Republicans hated Clinton because he represented everything they hated about the sixties—a pot-smoking, draft-dodging, skirt-chasing hippie. No matter that these words fitted Newt Gingrich as perfectly as they fit Bill. Somehow, Bill was different. It was just so unfair that he was President!
And it is the same with Obama, who, if he occasionally snorted coke, did not dodge the draft (because he didn’t have to) and, apparently, does not chase skirts. As I’ve argued earlier, Obama’s plans for a “Green” America were/are fantastic, and in the way of fantastic plans, have been pushed to the side of the road, however fondly Obama may still think of them. Otherwise, the right has no real complaint against Obama. What they hate in him, I guess, is that he is the symbol of their own impotence. The election of both Clinton and Obama was a reflection of the fact that the right has little to offer America, and even less that is popular. Both parties are reduced to shameless vote buying because their “ideas” seem empty, if not invisible, to the great voting public.
Obama is hated the same way on the left.

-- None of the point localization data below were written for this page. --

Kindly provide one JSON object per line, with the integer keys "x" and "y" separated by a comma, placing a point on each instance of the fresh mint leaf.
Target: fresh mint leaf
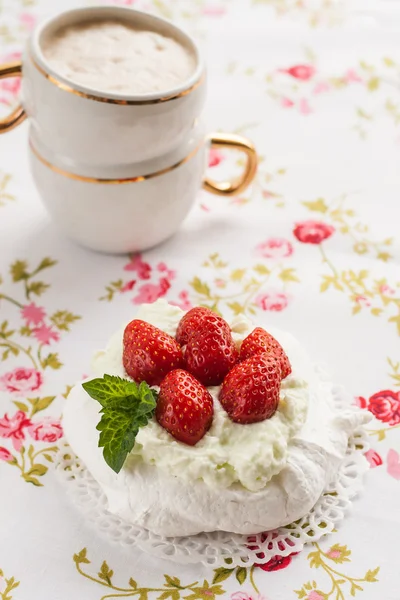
{"x": 110, "y": 387}
{"x": 126, "y": 408}
{"x": 118, "y": 432}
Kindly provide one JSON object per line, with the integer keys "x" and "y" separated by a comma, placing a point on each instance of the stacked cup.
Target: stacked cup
{"x": 118, "y": 173}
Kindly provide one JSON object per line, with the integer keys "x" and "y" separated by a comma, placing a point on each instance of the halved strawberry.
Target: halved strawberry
{"x": 210, "y": 353}
{"x": 185, "y": 408}
{"x": 196, "y": 319}
{"x": 149, "y": 353}
{"x": 250, "y": 392}
{"x": 259, "y": 341}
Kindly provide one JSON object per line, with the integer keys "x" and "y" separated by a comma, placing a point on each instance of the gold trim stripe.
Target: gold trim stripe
{"x": 113, "y": 181}
{"x": 67, "y": 88}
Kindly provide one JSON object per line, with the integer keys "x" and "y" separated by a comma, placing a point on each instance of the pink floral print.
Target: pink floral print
{"x": 45, "y": 334}
{"x": 385, "y": 406}
{"x": 150, "y": 292}
{"x": 303, "y": 72}
{"x": 276, "y": 248}
{"x": 5, "y": 454}
{"x": 128, "y": 286}
{"x": 47, "y": 430}
{"x": 13, "y": 428}
{"x": 374, "y": 459}
{"x": 314, "y": 595}
{"x": 275, "y": 301}
{"x": 21, "y": 380}
{"x": 32, "y": 314}
{"x": 393, "y": 464}
{"x": 312, "y": 232}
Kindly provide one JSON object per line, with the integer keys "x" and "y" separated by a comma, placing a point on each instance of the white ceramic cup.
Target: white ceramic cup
{"x": 97, "y": 128}
{"x": 143, "y": 207}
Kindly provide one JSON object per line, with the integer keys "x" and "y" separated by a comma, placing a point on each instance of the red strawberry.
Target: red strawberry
{"x": 250, "y": 392}
{"x": 149, "y": 353}
{"x": 185, "y": 408}
{"x": 211, "y": 353}
{"x": 196, "y": 319}
{"x": 260, "y": 341}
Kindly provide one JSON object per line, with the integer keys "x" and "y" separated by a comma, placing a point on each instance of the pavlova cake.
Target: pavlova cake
{"x": 196, "y": 425}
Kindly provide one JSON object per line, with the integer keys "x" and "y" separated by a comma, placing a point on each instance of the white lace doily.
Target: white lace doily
{"x": 222, "y": 548}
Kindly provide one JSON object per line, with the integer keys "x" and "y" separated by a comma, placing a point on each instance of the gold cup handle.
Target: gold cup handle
{"x": 239, "y": 184}
{"x": 13, "y": 69}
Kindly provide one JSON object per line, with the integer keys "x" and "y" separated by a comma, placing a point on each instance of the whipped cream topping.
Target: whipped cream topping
{"x": 175, "y": 490}
{"x": 229, "y": 452}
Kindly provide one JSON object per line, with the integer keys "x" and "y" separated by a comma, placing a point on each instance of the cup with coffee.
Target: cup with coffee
{"x": 115, "y": 97}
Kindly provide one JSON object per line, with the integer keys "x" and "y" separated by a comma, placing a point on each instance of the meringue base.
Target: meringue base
{"x": 169, "y": 506}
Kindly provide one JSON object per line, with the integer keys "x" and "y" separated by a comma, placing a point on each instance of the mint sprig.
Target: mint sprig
{"x": 126, "y": 407}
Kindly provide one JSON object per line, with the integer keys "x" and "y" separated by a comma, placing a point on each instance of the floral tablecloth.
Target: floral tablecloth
{"x": 313, "y": 248}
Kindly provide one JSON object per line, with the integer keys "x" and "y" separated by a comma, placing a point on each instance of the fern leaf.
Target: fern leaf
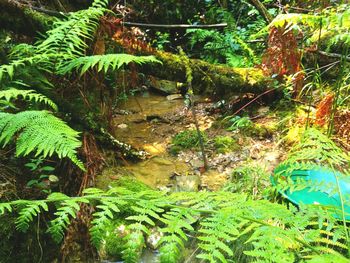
{"x": 30, "y": 95}
{"x": 40, "y": 132}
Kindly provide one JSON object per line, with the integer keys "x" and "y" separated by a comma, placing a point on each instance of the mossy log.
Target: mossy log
{"x": 217, "y": 80}
{"x": 21, "y": 19}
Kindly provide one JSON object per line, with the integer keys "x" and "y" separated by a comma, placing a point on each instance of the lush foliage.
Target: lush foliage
{"x": 270, "y": 231}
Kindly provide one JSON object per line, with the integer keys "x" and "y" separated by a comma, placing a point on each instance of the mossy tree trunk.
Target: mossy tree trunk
{"x": 217, "y": 80}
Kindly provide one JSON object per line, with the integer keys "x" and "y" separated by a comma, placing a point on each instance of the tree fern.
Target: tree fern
{"x": 314, "y": 150}
{"x": 40, "y": 132}
{"x": 102, "y": 217}
{"x": 104, "y": 62}
{"x": 66, "y": 210}
{"x": 68, "y": 36}
{"x": 176, "y": 221}
{"x": 28, "y": 213}
{"x": 29, "y": 95}
{"x": 268, "y": 232}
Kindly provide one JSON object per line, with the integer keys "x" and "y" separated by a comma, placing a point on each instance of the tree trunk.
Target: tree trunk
{"x": 21, "y": 19}
{"x": 262, "y": 10}
{"x": 217, "y": 80}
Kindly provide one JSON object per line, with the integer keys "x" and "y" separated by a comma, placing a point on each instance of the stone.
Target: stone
{"x": 122, "y": 126}
{"x": 174, "y": 97}
{"x": 188, "y": 183}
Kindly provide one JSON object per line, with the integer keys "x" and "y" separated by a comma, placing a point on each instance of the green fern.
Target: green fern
{"x": 40, "y": 132}
{"x": 102, "y": 217}
{"x": 315, "y": 150}
{"x": 104, "y": 62}
{"x": 29, "y": 95}
{"x": 67, "y": 209}
{"x": 269, "y": 232}
{"x": 176, "y": 221}
{"x": 27, "y": 214}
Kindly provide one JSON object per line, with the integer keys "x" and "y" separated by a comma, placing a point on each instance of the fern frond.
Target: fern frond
{"x": 102, "y": 217}
{"x": 177, "y": 221}
{"x": 28, "y": 213}
{"x": 65, "y": 212}
{"x": 69, "y": 36}
{"x": 104, "y": 62}
{"x": 133, "y": 247}
{"x": 40, "y": 132}
{"x": 30, "y": 95}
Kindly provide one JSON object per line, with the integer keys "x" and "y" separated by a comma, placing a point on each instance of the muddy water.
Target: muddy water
{"x": 148, "y": 122}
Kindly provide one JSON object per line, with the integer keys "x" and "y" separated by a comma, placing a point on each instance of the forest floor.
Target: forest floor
{"x": 149, "y": 121}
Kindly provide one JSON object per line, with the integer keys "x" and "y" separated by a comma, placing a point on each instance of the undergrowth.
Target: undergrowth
{"x": 272, "y": 231}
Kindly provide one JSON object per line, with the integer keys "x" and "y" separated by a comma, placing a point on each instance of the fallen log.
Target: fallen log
{"x": 210, "y": 79}
{"x": 21, "y": 19}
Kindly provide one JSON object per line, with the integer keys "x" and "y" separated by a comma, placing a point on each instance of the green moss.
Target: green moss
{"x": 224, "y": 144}
{"x": 114, "y": 240}
{"x": 175, "y": 149}
{"x": 188, "y": 139}
{"x": 130, "y": 183}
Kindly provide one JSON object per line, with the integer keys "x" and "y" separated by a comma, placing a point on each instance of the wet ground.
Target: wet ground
{"x": 149, "y": 121}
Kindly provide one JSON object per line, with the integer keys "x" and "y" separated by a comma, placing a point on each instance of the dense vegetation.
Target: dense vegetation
{"x": 61, "y": 90}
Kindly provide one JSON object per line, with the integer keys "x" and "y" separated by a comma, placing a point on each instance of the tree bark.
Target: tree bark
{"x": 21, "y": 19}
{"x": 216, "y": 80}
{"x": 262, "y": 10}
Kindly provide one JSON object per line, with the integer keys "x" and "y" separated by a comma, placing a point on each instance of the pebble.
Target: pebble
{"x": 122, "y": 126}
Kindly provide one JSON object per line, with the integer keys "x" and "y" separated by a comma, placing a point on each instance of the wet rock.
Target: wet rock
{"x": 196, "y": 163}
{"x": 174, "y": 97}
{"x": 162, "y": 161}
{"x": 189, "y": 183}
{"x": 263, "y": 110}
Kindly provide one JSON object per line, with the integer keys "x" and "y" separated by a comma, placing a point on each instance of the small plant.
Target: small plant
{"x": 224, "y": 144}
{"x": 188, "y": 139}
{"x": 239, "y": 123}
{"x": 43, "y": 177}
{"x": 251, "y": 179}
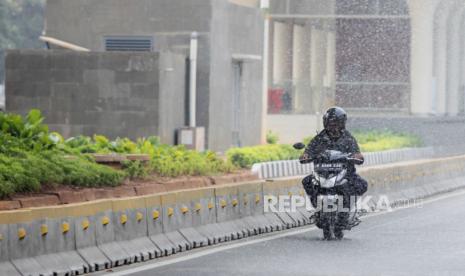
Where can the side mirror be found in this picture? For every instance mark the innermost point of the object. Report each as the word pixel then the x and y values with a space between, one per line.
pixel 299 146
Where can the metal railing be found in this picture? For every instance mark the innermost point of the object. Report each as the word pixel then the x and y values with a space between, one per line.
pixel 287 168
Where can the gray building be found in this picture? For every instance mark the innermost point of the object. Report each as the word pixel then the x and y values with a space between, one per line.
pixel 229 72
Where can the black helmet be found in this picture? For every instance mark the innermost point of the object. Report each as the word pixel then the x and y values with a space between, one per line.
pixel 334 121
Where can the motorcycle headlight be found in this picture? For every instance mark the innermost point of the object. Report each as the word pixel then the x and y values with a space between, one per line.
pixel 341 175
pixel 328 182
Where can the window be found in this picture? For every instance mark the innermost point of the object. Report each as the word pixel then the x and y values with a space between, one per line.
pixel 128 43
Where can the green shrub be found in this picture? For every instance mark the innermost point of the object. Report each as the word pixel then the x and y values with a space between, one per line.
pixel 272 138
pixel 177 160
pixel 379 140
pixel 31 157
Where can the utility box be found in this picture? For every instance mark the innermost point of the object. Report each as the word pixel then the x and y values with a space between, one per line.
pixel 192 137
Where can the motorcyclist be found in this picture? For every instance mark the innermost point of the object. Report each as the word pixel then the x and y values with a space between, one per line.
pixel 335 137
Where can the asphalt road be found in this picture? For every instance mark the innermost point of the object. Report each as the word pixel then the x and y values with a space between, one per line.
pixel 412 241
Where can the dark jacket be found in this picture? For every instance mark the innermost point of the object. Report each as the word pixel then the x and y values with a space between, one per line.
pixel 346 144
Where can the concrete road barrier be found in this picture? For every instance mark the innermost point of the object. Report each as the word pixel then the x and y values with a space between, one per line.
pixel 84 237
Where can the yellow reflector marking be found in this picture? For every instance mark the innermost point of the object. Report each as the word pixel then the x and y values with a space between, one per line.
pixel 43 229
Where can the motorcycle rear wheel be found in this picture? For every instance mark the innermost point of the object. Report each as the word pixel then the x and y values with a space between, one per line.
pixel 338 233
pixel 327 235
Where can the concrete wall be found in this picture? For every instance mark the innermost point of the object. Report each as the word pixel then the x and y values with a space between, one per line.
pixel 225 28
pixel 115 94
pixel 236 36
pixel 436 131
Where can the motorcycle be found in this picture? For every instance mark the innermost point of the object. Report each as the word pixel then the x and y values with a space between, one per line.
pixel 329 181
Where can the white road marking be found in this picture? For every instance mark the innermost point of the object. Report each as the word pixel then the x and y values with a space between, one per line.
pixel 257 239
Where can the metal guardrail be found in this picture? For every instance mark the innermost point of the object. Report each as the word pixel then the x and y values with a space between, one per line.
pixel 287 168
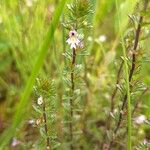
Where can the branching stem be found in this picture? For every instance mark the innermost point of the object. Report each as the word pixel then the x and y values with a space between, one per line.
pixel 72 94
pixel 136 41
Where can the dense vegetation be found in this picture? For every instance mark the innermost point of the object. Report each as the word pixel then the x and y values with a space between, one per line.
pixel 74 74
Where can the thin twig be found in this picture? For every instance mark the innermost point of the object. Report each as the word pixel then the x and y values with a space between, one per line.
pixel 45 126
pixel 136 41
pixel 71 100
pixel 139 99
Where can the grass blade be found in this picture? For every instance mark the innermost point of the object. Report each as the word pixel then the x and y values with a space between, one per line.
pixel 8 134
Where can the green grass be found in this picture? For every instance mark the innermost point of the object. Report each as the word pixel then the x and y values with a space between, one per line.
pixel 19 115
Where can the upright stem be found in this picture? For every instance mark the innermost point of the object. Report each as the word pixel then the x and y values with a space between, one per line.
pixel 125 99
pixel 72 94
pixel 127 83
pixel 45 126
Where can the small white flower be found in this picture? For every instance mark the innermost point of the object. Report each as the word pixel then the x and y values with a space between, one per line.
pixel 31 121
pixel 40 100
pixel 140 119
pixel 29 3
pixel 73 40
pixel 102 38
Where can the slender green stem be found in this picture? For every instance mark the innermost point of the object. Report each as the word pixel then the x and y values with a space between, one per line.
pixel 127 82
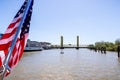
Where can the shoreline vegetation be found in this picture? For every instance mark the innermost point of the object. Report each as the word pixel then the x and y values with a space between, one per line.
pixel 109 46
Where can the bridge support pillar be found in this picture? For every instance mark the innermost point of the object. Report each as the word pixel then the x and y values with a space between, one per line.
pixel 61 43
pixel 77 42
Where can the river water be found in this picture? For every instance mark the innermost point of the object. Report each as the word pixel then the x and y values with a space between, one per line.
pixel 81 64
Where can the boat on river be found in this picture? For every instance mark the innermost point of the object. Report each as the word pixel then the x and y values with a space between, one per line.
pixel 27 49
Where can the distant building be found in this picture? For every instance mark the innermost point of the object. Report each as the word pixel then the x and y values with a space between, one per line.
pixel 44 45
pixel 1 35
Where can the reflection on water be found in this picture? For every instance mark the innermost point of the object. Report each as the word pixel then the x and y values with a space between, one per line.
pixel 74 64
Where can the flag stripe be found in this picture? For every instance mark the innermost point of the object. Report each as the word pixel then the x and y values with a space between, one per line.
pixel 9 35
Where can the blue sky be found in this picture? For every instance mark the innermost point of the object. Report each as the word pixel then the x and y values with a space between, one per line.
pixel 92 20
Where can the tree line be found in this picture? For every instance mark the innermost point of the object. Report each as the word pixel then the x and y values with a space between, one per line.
pixel 110 46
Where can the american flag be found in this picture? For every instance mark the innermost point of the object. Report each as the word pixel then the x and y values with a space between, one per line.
pixel 9 35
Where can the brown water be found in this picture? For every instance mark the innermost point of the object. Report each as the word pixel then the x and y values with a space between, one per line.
pixel 81 64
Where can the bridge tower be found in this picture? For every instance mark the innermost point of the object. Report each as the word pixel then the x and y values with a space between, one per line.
pixel 61 43
pixel 77 42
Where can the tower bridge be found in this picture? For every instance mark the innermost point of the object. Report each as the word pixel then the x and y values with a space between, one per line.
pixel 77 45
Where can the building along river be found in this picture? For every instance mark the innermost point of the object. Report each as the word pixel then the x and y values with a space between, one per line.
pixel 81 64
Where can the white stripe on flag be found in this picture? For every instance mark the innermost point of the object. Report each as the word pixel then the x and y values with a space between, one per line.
pixel 15 19
pixel 2 55
pixel 9 30
pixel 5 41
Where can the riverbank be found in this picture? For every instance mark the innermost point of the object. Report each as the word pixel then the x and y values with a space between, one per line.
pixel 82 64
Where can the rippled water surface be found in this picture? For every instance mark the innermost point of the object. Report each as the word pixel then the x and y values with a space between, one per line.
pixel 81 64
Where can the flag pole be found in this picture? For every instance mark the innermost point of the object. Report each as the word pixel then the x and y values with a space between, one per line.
pixel 5 64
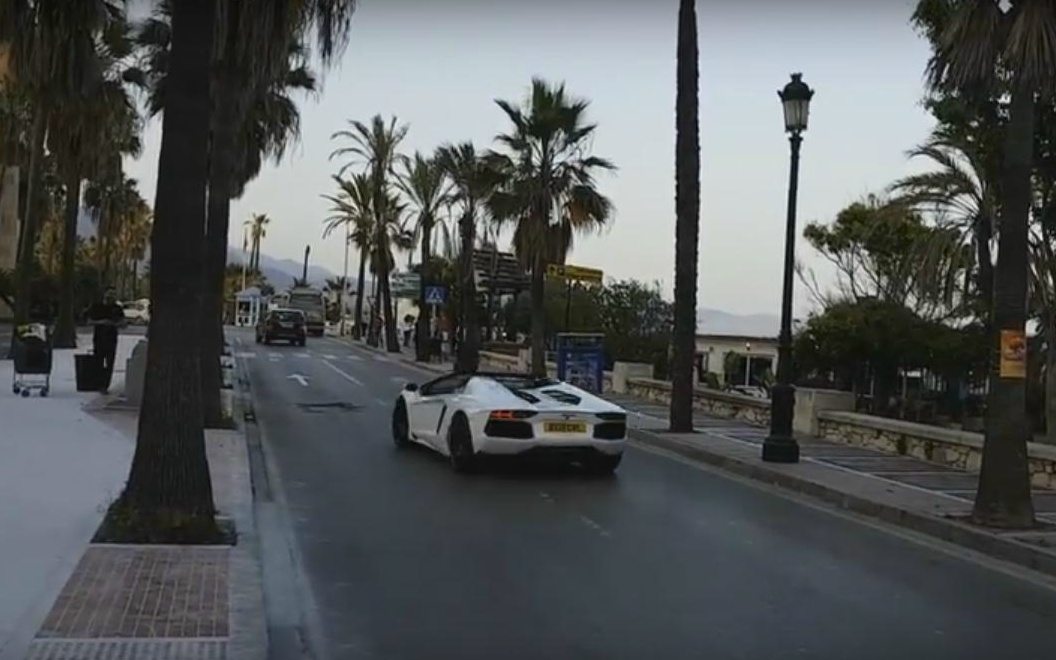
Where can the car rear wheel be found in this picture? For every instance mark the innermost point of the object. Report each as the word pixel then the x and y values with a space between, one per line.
pixel 401 429
pixel 603 465
pixel 460 452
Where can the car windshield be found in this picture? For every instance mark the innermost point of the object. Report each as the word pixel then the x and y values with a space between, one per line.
pixel 287 317
pixel 520 381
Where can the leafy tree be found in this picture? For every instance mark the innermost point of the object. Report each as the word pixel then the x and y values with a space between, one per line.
pixel 884 250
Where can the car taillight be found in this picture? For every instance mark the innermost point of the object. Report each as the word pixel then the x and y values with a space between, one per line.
pixel 511 414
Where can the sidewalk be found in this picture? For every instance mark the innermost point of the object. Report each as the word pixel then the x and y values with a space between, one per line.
pixel 82 601
pixel 60 468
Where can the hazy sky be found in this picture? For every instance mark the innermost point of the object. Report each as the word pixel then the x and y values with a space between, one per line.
pixel 438 66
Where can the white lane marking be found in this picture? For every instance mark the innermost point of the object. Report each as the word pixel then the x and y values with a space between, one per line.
pixel 344 375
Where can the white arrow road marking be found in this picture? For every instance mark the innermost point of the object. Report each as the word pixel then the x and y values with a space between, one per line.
pixel 344 375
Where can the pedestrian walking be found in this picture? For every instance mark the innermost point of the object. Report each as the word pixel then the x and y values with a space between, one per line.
pixel 106 317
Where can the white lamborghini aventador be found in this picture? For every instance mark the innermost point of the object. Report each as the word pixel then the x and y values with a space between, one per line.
pixel 469 416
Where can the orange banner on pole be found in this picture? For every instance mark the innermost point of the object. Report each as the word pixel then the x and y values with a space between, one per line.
pixel 1013 354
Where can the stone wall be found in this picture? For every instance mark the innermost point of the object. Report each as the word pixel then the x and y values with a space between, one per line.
pixel 945 447
pixel 501 362
pixel 712 402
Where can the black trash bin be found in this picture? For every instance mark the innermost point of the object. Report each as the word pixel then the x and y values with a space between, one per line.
pixel 88 368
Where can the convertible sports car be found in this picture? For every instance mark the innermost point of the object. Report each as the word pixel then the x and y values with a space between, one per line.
pixel 471 416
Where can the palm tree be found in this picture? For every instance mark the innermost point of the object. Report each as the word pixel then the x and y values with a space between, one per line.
pixel 474 178
pixel 258 231
pixel 169 479
pixel 52 53
pixel 687 218
pixel 352 208
pixel 375 147
pixel 550 194
pixel 963 192
pixel 985 51
pixel 90 135
pixel 427 188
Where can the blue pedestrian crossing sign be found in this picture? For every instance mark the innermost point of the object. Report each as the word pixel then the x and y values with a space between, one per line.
pixel 435 295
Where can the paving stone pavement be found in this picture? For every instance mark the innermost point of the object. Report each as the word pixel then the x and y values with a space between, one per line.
pixel 126 602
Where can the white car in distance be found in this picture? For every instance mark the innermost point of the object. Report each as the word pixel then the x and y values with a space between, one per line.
pixel 471 416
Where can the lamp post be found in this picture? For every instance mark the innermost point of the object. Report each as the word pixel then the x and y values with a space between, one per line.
pixel 780 445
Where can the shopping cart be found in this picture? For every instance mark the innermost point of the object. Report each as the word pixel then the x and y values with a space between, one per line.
pixel 33 360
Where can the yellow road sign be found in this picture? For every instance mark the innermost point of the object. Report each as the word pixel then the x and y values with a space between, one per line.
pixel 580 274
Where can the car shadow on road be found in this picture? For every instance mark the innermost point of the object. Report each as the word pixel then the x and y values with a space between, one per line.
pixel 515 468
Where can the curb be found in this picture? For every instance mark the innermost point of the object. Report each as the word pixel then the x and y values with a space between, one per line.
pixel 953 531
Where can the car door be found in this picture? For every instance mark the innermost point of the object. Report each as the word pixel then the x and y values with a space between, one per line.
pixel 430 407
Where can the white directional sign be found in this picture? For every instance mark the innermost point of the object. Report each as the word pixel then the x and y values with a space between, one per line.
pixel 435 295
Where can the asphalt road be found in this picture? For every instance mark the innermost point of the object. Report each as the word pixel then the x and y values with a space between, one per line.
pixel 408 560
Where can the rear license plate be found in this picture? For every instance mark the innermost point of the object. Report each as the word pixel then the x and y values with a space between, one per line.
pixel 565 427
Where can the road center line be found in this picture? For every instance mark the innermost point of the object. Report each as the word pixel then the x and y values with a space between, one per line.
pixel 344 375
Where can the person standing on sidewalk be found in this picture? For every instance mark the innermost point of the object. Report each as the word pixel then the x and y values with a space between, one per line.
pixel 106 317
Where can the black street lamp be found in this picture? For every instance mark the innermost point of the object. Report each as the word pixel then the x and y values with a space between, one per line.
pixel 780 445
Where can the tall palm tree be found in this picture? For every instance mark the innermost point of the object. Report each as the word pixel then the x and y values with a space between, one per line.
pixel 169 477
pixel 474 178
pixel 687 218
pixel 550 194
pixel 376 148
pixel 352 208
pixel 427 188
pixel 89 137
pixel 258 231
pixel 52 53
pixel 986 51
pixel 963 192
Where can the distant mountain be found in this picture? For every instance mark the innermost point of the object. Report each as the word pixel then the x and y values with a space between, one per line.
pixel 718 322
pixel 281 272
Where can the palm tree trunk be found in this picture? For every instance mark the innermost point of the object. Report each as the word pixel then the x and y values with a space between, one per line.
pixel 27 236
pixel 169 489
pixel 360 289
pixel 215 253
pixel 1003 498
pixel 687 221
pixel 422 343
pixel 469 347
pixel 536 297
pixel 66 331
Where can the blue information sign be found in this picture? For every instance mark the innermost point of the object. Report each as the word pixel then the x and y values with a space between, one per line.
pixel 581 360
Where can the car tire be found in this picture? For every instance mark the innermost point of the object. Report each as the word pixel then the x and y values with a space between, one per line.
pixel 603 465
pixel 460 453
pixel 401 427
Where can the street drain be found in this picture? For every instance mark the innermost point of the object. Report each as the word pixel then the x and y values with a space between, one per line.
pixel 331 406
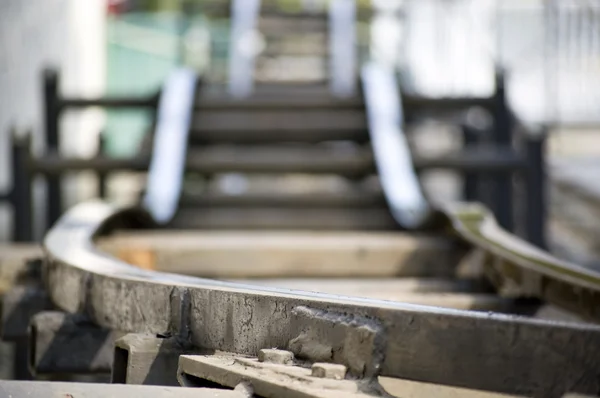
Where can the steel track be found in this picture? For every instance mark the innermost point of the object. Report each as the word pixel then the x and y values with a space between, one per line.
pixel 417 342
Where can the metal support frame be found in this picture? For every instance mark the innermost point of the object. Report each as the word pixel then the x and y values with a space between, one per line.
pixel 21 195
pixel 471 180
pixel 62 343
pixel 244 15
pixel 147 359
pixel 391 339
pixel 52 109
pixel 503 130
pixel 536 194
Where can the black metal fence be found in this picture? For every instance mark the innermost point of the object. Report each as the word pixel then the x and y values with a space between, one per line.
pixel 488 165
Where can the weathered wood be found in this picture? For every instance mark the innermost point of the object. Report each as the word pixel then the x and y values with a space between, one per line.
pixel 237 254
pixel 14 263
pixel 416 389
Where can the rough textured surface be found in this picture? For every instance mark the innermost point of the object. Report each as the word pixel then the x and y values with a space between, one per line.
pixel 354 341
pixel 43 389
pixel 266 380
pixel 285 254
pixel 280 357
pixel 19 305
pixel 146 359
pixel 69 344
pixel 328 371
pixel 498 353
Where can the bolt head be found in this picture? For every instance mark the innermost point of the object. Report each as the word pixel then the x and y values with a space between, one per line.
pixel 272 355
pixel 329 371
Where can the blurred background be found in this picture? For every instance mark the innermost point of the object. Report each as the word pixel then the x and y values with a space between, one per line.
pixel 549 49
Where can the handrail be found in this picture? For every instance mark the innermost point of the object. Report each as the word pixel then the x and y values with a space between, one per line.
pixel 413 341
pixel 342 47
pixel 244 14
pixel 173 121
pixel 400 183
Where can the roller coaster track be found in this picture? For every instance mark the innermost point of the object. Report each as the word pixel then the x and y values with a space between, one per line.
pixel 273 339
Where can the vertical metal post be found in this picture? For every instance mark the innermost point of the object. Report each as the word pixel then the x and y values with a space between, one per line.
pixel 52 110
pixel 503 128
pixel 101 175
pixel 535 182
pixel 21 195
pixel 471 180
pixel 242 51
pixel 342 47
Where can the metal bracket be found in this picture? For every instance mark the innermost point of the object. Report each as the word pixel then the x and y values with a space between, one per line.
pixel 147 359
pixel 61 343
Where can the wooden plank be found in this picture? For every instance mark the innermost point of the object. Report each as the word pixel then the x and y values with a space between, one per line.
pixel 278 218
pixel 418 389
pixel 287 254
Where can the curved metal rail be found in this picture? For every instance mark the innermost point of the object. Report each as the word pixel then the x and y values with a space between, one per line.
pixel 400 183
pixel 496 352
pixel 174 117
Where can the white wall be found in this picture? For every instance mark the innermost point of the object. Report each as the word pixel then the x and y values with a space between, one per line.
pixel 68 34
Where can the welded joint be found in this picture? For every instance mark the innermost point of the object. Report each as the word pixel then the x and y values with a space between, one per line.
pixel 326 336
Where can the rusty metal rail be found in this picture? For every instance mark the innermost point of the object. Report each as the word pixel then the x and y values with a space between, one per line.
pixel 496 352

I find his position on civil liberties—basically, that they don’t exist for people with strange facial hair and strange accents—repulsive, and his foreign policy not much better, but on both counts he is surely in line with most Americans, and most definitely in line with the CIA, FBI, and the Pentagon, who all want to be allowed to hunt their scalps without having to decide if the people they’re harassing, imprisoning, torturing, or killing are “deserving” of the treatment they receive. It takes an ugly man to run an ugly country, and Obama isn’t afraid to be ugly.
On domestic policy, left-wing critics like Glenn Greenwald, so right on civil liberties and foreign affairs, look to me to be as pathetic as the conservatives. They can’t see that Obama’s failures, and compromises, reflect what the electorate really wants. Most voting Americans are not excited about helping outsiders, who are the people that liberals really want to help. While liberals endlessly bemoan the disappearance of the American middle class, the American middle class is still there, demanding favors, and a large chunk of the American middle class—the Tea Party chunk—is mad as hell at liberalism, “socialism,” or whatever the hell it is they think they’re mad at. Anyway, times are hard. One can almost envy Brinkley back in the day when all we had to worry about was communism, Vietnam, and institutionalized racism. Because back then we thought we knew what we were doing. Now we don’t, and pretending hard that we do is wearing us out.
*Brinkley makes an appearance in my novel, quite unhistorically, because he died in 2003, before the events in the book take place. In addition to being unhistorically alive, Brinkley says any number of things in the book that he would not have said in real life (because they’re not true).
†Robert Kennedy was a very reluctant supporter of civil rights as attorney general (he was much more enthusiastic about killing Castro), but he did support them, when he absolutely had to. For all his reluctance, he was surely the most hated man in the South, even more than Martin Luther King, who was, after all, black. What could you expect?